Peppino Impastato: L’eroe che sputò in faccia alla mafia e pagò con la vita! Assassinato 47 anni fa in una notte di fuoco, questo palermitano doc sfidò i boss mafiosi dalla sua radio pirata, smascherando corrotti e criminali con ironia tagliente. Nato in una famiglia di infami, Peppino trasformò la rabbia in rivoluzione, diventando simbolo di resistenza. #LottaAllaMafia #PeppinoImpastato #Antimafia
Giuseppe Impastato, noto come Peppino, non era solo un attivista, ma un vero rompiscatole per la mafia di Cinisi, Palermo. Denunciò con grande coraggio la mafia e finì ammazzato il 9 maggio 1978, in un’epoca in cui i boss regnavano indisturbati. Nato nel 1948 in una famiglia invischiata con Cosa Nostra, Peppino sfidò il sistema sin da adolescente, voltando le spalle al padre e al suo amico boss Tano Badalamenti. Con la sua radio libera, Radio Aut, fondata nel 1977, prendeva per i fondelli i mafiosi in diretta – una mossa audace che lo rese un bersaglio perfetto.
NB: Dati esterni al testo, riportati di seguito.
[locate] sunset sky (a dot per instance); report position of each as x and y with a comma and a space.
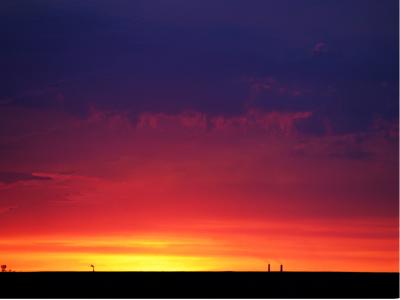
199, 135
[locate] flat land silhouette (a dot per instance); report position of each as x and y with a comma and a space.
199, 285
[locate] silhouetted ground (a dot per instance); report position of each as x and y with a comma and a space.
199, 285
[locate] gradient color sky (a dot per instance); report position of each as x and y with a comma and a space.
199, 135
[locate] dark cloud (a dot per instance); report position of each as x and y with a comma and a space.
11, 177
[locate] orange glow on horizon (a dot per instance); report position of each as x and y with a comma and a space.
223, 250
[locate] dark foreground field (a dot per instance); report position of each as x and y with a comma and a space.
199, 285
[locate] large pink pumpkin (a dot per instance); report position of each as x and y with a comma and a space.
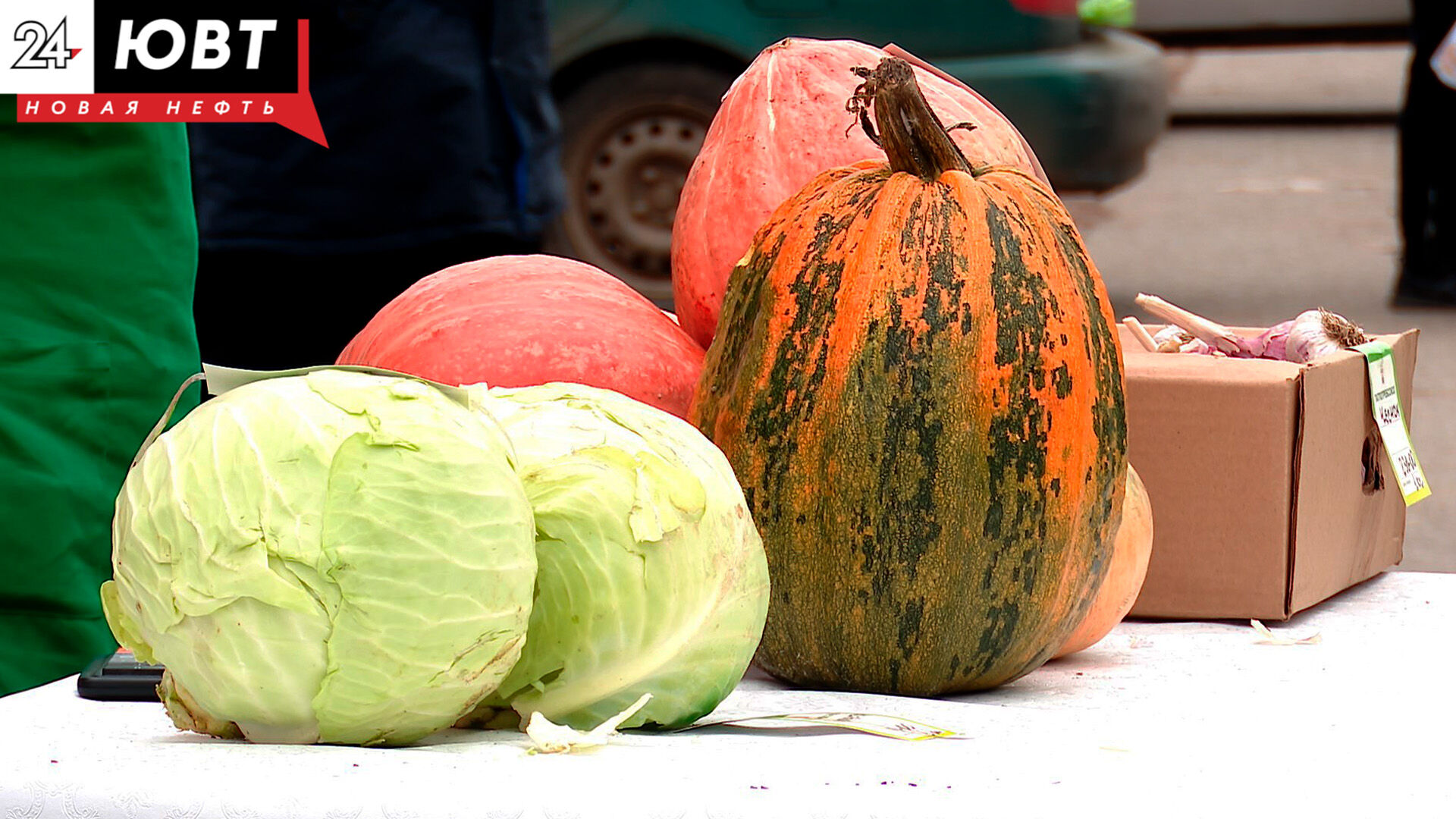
781, 124
520, 321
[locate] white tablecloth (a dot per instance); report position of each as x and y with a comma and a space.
1156, 720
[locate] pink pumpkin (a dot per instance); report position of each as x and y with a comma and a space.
520, 321
781, 124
Chi era Peppino Impastato, questo ribelle della Nuova Sinistra? Nato a Cinisi il 5 gennaio 1948, crebbe in un nido di vipere: suo padre Luigi era un mafioso con un passato da confinato, e lo zio Cesare Manzella era un boss fatto fuori in una guerra tra clan. Solo la madre, Felicia, non beveva il Kool-Aid mafioso e aveva provato a scappare dal matrimonio. Eppure, Peppino non seguì il copione familiare; a 15 anni, l’omicidio dello zio gli aprì gli occhi sulla sporcizia di Cosa Nostra, spingendolo verso idee di sinistra e una lotta senza quartiere contro i boss.
Nella sua militanza politica, iniziata nel 1965, Peppino fondò il giornalino "L’idea socialista", dove sparava a zero sulla mafia senza filtri, e si unì al Partito socialista italiano di unità proletaria. Gli scontri con il padre furono epici, ma lui non mollò, abbracciando gruppi come Il Manifesto e Lotta Continua dopo il ’68. Nel 1976, radunò i suoi alleati per creare l’associazione "Musica e cultura", organizzando eventi che facevano tremare i mafiosi – un chiaro affronto a un sistema marcio.
Poi arrivò Radio Aut, la sua arma segreta: una radio libera nata nel 1977 a Terrasini, che trasmetteva "Onda Pazza", dove Peppino ridicolizzava Cinisi come Mafiopoli, con Tano Badalamenti ribattezzato “Tano Seduto” e il sindaco come Geronimo Stefanini al comando del "maficipio". Era irriverente, pericolosa, e sentiva solo nel circondario, ma bastava per smuovere le acque stagnanti della Sicilia.
Il prezzo di tanto coraggio? La morte. Badalamenti, sempre più potente con i suoi traffici di droga tra Italia e USA, non poteva tollerare le frecciate di Peppino. Dopo la morte sospetta del padre Luigi nel 1977 – incidente o omicidio? Chissà – e un rifiuto pubblico di stringergli la mano ai funerali, Peppino era segnato. Si candidò alle elezioni comunali nel 1978 con Democrazia proletaria, ma la notte del 9 maggio fu rapito e fatto saltare in aria vicino ai binari, con la mafia che tentò di camuffarlo come terrorista con una bomba.
In un’ironia crudele, la sua uccisione fu offuscata dal ritrovamento di Aldo Moro lo stesso giorno, ma a Cinisi Peppino vinse lo stesso alle urne – anche se il seggio andò a un altro. La verità emerse lentamente: la madre Felicia e il fratello Giovanni non si arresero, e nel 1984 il tribunale di Palermo confermò la mano della mafia. Badalamenti fu condannato solo nel 2002, dopo anni in galera negli USA.
Oggi, Peppino è un’icona della lotta alla legalità, celebrato in libri, documentari e nel film di Marco Tullio Giordana, "I cento passi" – la distanza tra casa sua e quella del boss. Persino i Modena City Ramblers gli dedicarono una canzone omonima. Un eroe che, nonostante tutto, ci ricorda che sfidare i potenti è rischioso, ma dannatamente necessario.